JOURNAL ARTICLE
RANDOMIZED CONTROLLED TRIAL

The effect of inspiratory muscle training on high-intensity, intermittent running performance to exhaustion

Tom Kwokkeung Tong, Frank Hokin Fu, Pak Kwong Chung, Roger Eston, Kui Lu, Binh Quach, Jinlei Nie, Raymond So
Applied Physiology Nutrition and Metabolism 2008, 33 (4): 671-81
18641709
The effects of inspiratory muscle (IM) training on maximal 20 m shuttle run performance (Ex) during Yo-Yo intermittent recovery test and on the physiological and perceptual responses to the running test were examined. Thirty men were randomly allocated to 1 of 3 groups. The experimental group underwent a 6 week pressure threshold IM training program by performing 30 inspiratory efforts twice daily, 6 d/week, against a load equivalent to 50% maximal static inspiratory pressure. The placebo group performed the same training procedure but with a minimal inspiratory load. The control group received no training.
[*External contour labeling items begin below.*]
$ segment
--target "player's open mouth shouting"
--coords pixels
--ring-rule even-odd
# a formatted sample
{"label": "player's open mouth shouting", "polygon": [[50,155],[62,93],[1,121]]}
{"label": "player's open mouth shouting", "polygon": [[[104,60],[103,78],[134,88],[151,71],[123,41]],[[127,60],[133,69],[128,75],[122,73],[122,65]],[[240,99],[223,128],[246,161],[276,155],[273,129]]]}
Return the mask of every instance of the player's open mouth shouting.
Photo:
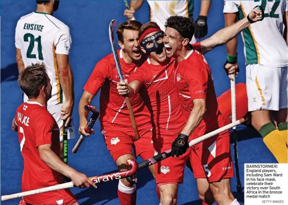
{"label": "player's open mouth shouting", "polygon": [[158,62],[166,59],[166,49],[164,47],[164,32],[160,29],[150,28],[141,34],[139,39],[142,51]]}

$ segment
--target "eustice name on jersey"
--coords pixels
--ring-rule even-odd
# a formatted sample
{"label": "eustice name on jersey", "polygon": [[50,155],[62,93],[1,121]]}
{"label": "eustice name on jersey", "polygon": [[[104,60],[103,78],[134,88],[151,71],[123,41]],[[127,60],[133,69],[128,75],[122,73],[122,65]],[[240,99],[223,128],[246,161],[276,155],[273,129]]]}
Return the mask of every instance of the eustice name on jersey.
{"label": "eustice name on jersey", "polygon": [[34,30],[38,31],[42,31],[42,29],[44,27],[44,26],[42,25],[26,23],[24,24],[24,27],[23,28],[27,30]]}
{"label": "eustice name on jersey", "polygon": [[29,127],[29,117],[24,116],[23,114],[19,112],[17,112],[17,117],[18,118],[18,121],[20,122],[23,125]]}

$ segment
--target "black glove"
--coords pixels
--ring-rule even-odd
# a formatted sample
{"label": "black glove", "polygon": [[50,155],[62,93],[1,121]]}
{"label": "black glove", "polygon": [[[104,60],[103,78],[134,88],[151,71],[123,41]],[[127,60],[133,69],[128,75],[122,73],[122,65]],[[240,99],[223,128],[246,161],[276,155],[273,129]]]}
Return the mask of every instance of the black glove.
{"label": "black glove", "polygon": [[178,137],[172,143],[171,149],[171,156],[174,157],[176,155],[176,157],[182,156],[186,152],[186,150],[189,148],[188,138],[189,136],[183,134],[179,133]]}
{"label": "black glove", "polygon": [[200,15],[195,21],[195,37],[202,38],[205,37],[208,33],[207,16]]}

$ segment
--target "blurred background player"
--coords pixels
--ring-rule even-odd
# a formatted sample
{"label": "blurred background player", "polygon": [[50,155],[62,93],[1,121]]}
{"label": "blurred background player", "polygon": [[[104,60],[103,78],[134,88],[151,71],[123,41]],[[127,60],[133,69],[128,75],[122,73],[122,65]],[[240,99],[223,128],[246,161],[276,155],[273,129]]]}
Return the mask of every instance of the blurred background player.
{"label": "blurred background player", "polygon": [[[52,15],[58,9],[59,0],[36,2],[36,11],[21,17],[17,23],[15,33],[17,65],[20,72],[31,63],[45,63],[52,85],[52,97],[48,101],[47,108],[60,128],[62,150],[63,120],[67,120],[66,126],[68,126],[74,105],[73,76],[68,59],[71,36],[69,27]],[[24,93],[24,101],[28,100]],[[75,137],[72,123],[70,126],[68,139]]]}
{"label": "blurred background player", "polygon": [[[144,0],[132,0],[130,10],[124,11],[124,15],[130,19],[134,13],[142,5]],[[150,10],[150,21],[156,22],[161,30],[164,31],[164,23],[170,16],[180,15],[193,18],[194,0],[148,0]],[[207,16],[210,9],[211,0],[202,0],[198,18],[195,21],[195,34],[191,41],[196,42],[196,39],[205,37],[208,32]]]}
{"label": "blurred background player", "polygon": [[[250,15],[256,22],[257,15],[262,14],[260,10],[254,9]],[[244,19],[238,22],[238,27],[246,26],[249,24],[248,20]],[[186,122],[172,144],[172,156],[178,157],[188,147],[188,139],[189,141],[196,139],[227,123],[218,108],[208,63],[204,55],[194,50],[190,44],[194,34],[194,22],[184,16],[170,16],[167,19],[165,27],[166,53],[168,57],[175,59],[174,82]],[[228,28],[237,30],[236,27]],[[220,40],[216,39],[220,38],[217,36],[224,35],[222,31],[212,36],[212,40],[208,38],[194,46],[197,48],[200,47],[198,45],[206,48],[214,45],[212,39],[218,42]],[[232,33],[229,31],[226,32]],[[226,34],[224,36],[228,35]],[[234,173],[230,130],[193,146],[190,160],[202,200],[210,204],[215,200],[219,205],[239,205],[230,189],[230,178],[234,177]],[[211,191],[212,196],[209,196]]]}
{"label": "blurred background player", "polygon": [[[262,1],[264,18],[242,32],[248,111],[253,127],[278,162],[287,163],[287,1]],[[226,1],[226,26],[246,17],[258,1]],[[283,25],[286,31],[283,34]],[[265,33],[264,35],[263,33]],[[286,39],[286,42],[285,42]],[[226,45],[226,69],[237,62],[237,38]],[[237,94],[236,94],[237,95]],[[271,117],[276,122],[276,126]],[[274,120],[272,120],[274,121]]]}
{"label": "blurred background player", "polygon": [[[126,21],[117,28],[118,44],[121,47],[117,51],[124,79],[137,69],[145,60],[138,42],[139,29],[142,24],[136,20]],[[86,84],[79,103],[80,126],[79,133],[89,136],[84,130],[87,125],[88,112],[84,106],[91,101],[101,88],[100,94],[100,118],[101,132],[107,149],[120,171],[130,169],[126,165],[127,160],[140,156],[143,160],[154,156],[152,144],[151,116],[140,94],[131,98],[133,112],[139,131],[140,139],[133,140],[134,130],[130,120],[126,100],[118,94],[116,87],[120,81],[116,65],[110,54],[100,60],[96,65]],[[149,167],[155,176],[154,165]],[[118,197],[122,205],[136,205],[136,185],[126,179],[119,180]]]}
{"label": "blurred background player", "polygon": [[[18,83],[28,101],[17,109],[12,129],[18,131],[24,169],[22,192],[64,183],[64,175],[80,188],[96,185],[60,158],[59,127],[47,111],[52,86],[44,63],[32,64],[19,74]],[[31,179],[32,179],[32,180]],[[24,197],[21,205],[78,205],[69,189]]]}

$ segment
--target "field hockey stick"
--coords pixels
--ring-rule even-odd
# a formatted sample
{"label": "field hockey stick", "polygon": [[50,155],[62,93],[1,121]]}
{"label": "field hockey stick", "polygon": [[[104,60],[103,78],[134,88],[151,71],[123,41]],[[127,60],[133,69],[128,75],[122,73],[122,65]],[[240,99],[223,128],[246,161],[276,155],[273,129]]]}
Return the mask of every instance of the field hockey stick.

In post-intervention assessments, IM function was enhanced by >30% in the experimental group. The Ex was improved by 16.3% +/- 3.9%, while the rate of increase in intensity of breathlessness (RPB/4i) was reduced by 11.0% +/- 6.2%. Further, the whole-body metabolic stress reflected by the accumulations of plasma ammonia, uric acid, and blood lactate during the Yo-Yo test at the same absolute intensity was attenuated. For the control and placebo groups, no significant change in these variables was observed. In comparison with previous observations that the reduced RPB/4i resulting from IM warm-up was the major reason for improved Ex, the reduced RPB/4i resulting from the IM training program was lower despite the greater enhancement of IM function, whereas improvement in Ex was similar. Such findings suggest that although both IM training and warm-up improve the tolerance of intense intermittent exercise, the underlying mechanisms may be different.